Trump arrived Wednesday morning for his long-awaited deposition in the NY attorney general's 3-year investigation of his business

Laura Italiano   

Trump arrived Wednesday morning for his long-awaited deposition in the NY attorney general's 3-year investigation of his business
Politics2 min read
  • Trump is the key witness in the New York attorney general's inquiry into the Trump Organization.
  • He arrived Wednesday morning at Letitia James' Manhattan offices for a closed-door deposition.

Former President Donald Trump arrived Wednesday morning for his long-delayed court-ordered deposition in Attorney General Letitia James' three-year investigation of the Trump Organization in New York.

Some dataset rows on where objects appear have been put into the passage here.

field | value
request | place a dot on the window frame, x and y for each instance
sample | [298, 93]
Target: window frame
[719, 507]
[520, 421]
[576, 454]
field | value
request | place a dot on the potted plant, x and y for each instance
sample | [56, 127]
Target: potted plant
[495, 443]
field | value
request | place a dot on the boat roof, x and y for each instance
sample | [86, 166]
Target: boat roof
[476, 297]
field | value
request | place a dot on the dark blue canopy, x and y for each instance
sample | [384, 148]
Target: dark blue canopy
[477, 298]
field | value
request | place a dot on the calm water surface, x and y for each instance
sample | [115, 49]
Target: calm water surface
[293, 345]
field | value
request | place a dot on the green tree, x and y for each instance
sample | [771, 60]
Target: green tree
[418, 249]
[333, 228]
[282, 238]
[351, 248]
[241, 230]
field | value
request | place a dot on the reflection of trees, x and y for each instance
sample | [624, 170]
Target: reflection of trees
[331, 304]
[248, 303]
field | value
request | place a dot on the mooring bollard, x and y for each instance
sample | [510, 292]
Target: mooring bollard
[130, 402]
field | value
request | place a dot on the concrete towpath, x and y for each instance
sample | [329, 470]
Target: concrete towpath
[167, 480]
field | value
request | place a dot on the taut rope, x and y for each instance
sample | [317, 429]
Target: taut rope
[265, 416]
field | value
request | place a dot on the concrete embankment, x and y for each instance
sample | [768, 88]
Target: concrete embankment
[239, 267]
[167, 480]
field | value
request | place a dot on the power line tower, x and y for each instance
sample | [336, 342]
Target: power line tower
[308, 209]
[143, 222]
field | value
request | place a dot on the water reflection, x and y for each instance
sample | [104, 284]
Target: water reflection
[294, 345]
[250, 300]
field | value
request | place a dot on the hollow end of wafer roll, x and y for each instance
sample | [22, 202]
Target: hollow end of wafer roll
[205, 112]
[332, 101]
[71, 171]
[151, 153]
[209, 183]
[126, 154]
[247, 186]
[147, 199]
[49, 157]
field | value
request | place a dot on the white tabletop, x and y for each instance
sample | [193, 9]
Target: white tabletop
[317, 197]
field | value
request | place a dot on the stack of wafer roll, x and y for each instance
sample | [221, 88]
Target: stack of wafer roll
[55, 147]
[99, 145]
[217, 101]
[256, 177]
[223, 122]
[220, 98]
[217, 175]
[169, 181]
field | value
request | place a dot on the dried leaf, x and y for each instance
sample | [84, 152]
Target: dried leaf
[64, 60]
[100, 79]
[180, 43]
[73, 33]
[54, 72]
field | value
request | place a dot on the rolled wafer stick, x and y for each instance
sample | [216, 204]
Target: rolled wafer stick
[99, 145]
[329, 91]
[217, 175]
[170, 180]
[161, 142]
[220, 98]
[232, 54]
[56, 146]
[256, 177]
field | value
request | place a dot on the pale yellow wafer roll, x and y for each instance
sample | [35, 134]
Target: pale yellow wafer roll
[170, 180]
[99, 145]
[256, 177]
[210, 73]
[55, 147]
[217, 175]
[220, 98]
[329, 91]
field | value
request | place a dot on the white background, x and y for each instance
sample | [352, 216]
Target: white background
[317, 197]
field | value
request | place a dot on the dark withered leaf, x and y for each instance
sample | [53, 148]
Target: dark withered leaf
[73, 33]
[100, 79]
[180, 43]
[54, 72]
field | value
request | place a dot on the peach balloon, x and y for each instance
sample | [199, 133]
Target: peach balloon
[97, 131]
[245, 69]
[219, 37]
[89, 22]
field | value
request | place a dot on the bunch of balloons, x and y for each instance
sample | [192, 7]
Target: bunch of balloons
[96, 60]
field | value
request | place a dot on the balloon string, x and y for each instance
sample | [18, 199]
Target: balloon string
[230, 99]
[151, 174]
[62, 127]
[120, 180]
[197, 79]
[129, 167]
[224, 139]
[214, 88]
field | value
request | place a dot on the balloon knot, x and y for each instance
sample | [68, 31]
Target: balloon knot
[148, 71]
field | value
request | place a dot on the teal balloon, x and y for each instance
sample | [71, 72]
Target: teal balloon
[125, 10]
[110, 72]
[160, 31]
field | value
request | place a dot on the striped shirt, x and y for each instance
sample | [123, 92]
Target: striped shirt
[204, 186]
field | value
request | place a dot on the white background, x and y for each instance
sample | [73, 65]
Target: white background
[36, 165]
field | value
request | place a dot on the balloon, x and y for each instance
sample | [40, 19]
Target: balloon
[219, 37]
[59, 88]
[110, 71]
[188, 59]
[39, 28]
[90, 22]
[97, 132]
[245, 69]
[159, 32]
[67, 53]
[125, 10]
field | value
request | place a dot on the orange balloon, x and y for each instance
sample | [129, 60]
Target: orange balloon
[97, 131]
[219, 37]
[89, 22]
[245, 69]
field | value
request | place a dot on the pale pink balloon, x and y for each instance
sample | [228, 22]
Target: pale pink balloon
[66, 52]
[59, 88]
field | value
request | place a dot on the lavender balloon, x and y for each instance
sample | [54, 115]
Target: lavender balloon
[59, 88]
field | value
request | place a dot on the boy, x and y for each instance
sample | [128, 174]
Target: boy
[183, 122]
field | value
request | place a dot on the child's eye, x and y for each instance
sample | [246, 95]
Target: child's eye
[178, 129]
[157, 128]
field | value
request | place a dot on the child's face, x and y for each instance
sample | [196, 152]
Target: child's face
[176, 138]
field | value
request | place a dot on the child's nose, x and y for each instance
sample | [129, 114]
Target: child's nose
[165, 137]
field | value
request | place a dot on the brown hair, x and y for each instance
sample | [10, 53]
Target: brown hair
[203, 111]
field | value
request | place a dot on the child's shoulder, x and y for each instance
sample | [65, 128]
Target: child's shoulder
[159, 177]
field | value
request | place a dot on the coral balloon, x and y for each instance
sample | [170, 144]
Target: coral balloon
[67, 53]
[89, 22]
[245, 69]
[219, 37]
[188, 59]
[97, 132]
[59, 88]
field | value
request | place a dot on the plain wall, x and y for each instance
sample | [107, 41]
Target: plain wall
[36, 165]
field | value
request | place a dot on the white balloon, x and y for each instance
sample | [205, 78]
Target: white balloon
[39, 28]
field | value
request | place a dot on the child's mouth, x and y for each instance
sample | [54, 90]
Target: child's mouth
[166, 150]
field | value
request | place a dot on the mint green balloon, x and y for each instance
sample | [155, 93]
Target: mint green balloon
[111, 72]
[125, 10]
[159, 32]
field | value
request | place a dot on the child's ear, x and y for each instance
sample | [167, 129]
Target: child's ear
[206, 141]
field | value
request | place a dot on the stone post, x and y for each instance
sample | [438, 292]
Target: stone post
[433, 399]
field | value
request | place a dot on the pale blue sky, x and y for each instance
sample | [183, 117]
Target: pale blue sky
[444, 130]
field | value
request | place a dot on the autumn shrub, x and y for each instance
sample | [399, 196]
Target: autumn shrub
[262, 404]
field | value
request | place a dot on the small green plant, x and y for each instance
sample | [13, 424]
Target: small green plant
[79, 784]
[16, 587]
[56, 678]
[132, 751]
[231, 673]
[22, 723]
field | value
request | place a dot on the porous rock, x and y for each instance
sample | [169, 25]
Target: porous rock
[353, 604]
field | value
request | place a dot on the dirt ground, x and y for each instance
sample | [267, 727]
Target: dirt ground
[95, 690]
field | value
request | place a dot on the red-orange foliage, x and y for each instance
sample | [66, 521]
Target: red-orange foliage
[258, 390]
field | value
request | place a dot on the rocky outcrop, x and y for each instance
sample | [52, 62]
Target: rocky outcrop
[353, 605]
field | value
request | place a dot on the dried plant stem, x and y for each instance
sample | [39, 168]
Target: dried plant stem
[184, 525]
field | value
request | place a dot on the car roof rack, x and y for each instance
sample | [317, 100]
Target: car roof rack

Trump arrived just before 9 a.m. at the attorney general's New York City headquarters in a skyscraper on Liberty Street in lower Manhattan.

He entered the building's underground parking garage inside one of three black SUVs in a small motorcade of Secret Service and New York City Police Department vehicles.

James has insisted that Trump be deposed in person and that he show up at her offices like any other target in one of her investigations, a person involved in the matter told Insider.

Deposing Trump in person is a smart move, according to one of the only other lawyers to depose the former president in recent years.

"Body language, eye contact, facial expressions get lost if you're doing it remote," said the lawyer, Benjamin Dictor, who deposed Trump in October at Trump Tower as a lawyer for four Mexican Americans who have sued Trump over allegations that he sicced security on them during a 2015 protest outside Trump Tower.

"I would say that's particularly the case with Mr. Trump," Dictor added.

"In my experience examining him, it was important to be able to pick up on small cues — small tells — in the examination that I think would have been difficult to pick up had we done the examination remotely," he said.

An in-person deposition also allows a lawyer to make sure the deponent is not somehow being fed answers, Dictor added.

"And when you need to show them a document, it can be physically just handed across the conference table," he said.

Investigators for James' office have waited all year to ask the former president about allegations of financial wrongdoing at his Manhattan-headquartered real-estate and golf-resort empire.

Her office issued its original subpoena in December, setting a January 7 date to question the former president on what she has alleged is a decadelong pattern of misstating the value of Trump Organization properties on financial documents. James alleges these inflated or deflated valuations were used by Trump to win hundreds of millions of dollars in tax breaks and bank loans.

Trump's lawyers fought the December subpoena for more than six months, losing in the New York Supreme Court and the Appellate Division Courthouse of New York State, First Department, both in Manhattan.

As a result of those court losses, the former president and his eldest son and daughter — Donald Trump Jr. and Ivanka Trump — agreed to sit for depositions on July 20, 21, and 22.

But those dates were rescheduled with the attorney general's consent because of Ivana Trump's death on July 14. She was Donald Trump's ex-wife and the mother of Donald Trump Jr. and Ivanka Trump, as well as Eric Trump.

Donald Trump Jr. and Ivanka Trump — both of whom have served as Trump Organization executive vice presidents — sat for their depositions in the past week.

Their brother Eric Trump, also a vice president for the company, invoked his Fifth Amendment right more than 500 times when he sat for a James deposition in October 2020.

The Wednesday deposition took place a dozen blocks south of Manhattan's main criminal courthouse.

A week from Friday, lawyers for the Trump Organization and for Allen Weisselberg, the company's former longtime chief financial officer, are scheduled to appear at a pretrial hearing at the courthouse.

A judge has promised to set a trial date for the Trump Organization and Weisselberg to stand trial over accusations that they played roles in a decadelong payroll-tax scheme.